Mrs. Lancaster, her handsome face haggard, lay back in her chair and for a space of minutes remained perfectly motionless. At last her lips moved—
"Whatever happens, I shall have twenty-five thousand pounds."
CHAPTER XXII
As Bullard replaced the receiver, Flitch came slouching in.
"Couldn't help bein' a bit late, mister," he remarked. "Fog's awful to-night. Got lost more'n once."
"Fog that came out of a bottle, I suppose," said Bullard sarcastically.
For an instant resentment flamed on the hairy countenance, but Flitch seemed to get it under control and answered nothing. There was a certain change in the man's appearance. His hair and beard were freshly trimmed, and he had a cleanlier look than we have hitherto noticed; moreover, his expression had lost a little of its habitual sullen truculence.
"All right; sit down till I'm ready for you," said Bullard, and proceeded to clear his desk of a heap of newspapers. They were mostly Scottish journals of that and the previous day's dates. Earlier in the evening he had searched their news columns for a heading something like this: "Mysterious and Fatal Explosion in a Clydeside Mansion." Mrs. Lancaster's news had, of course, informed him that nothing of the kind had taken place, and had also raised doubts which he would have to examine later. Sufficient for the present that the Green Box plot had failed.
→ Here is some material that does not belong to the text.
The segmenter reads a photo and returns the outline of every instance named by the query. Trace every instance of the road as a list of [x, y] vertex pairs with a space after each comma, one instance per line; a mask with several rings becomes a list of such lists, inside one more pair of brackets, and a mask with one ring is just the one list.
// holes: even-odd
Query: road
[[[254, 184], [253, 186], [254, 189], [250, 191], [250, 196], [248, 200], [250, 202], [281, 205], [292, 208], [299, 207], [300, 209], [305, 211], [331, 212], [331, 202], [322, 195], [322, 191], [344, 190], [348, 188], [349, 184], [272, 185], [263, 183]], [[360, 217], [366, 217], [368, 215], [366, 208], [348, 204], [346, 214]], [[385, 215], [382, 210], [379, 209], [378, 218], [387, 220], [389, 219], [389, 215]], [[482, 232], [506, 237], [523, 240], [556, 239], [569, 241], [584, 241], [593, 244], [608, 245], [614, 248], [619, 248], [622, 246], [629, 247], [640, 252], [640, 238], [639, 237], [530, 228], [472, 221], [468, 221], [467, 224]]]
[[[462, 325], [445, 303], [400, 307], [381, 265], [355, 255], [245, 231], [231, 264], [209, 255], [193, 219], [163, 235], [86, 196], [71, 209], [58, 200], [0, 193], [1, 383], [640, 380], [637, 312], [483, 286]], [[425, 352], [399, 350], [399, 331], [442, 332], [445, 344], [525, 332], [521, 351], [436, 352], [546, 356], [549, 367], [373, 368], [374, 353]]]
Contrary to his calculations, the key had remained undiscovered; otherwise Alan Craig and Caw, who would surely have opened the box together, would have ceased to exist. Their destruction, however, was perhaps only postponed—unless he became fully persuaded that the new plan suggested by Alan's invitation to the Lancasters was a more feasible one.
He turned sharply from the desk to his visitor, who was still standing.
"Come for your second and final hundred—eh?"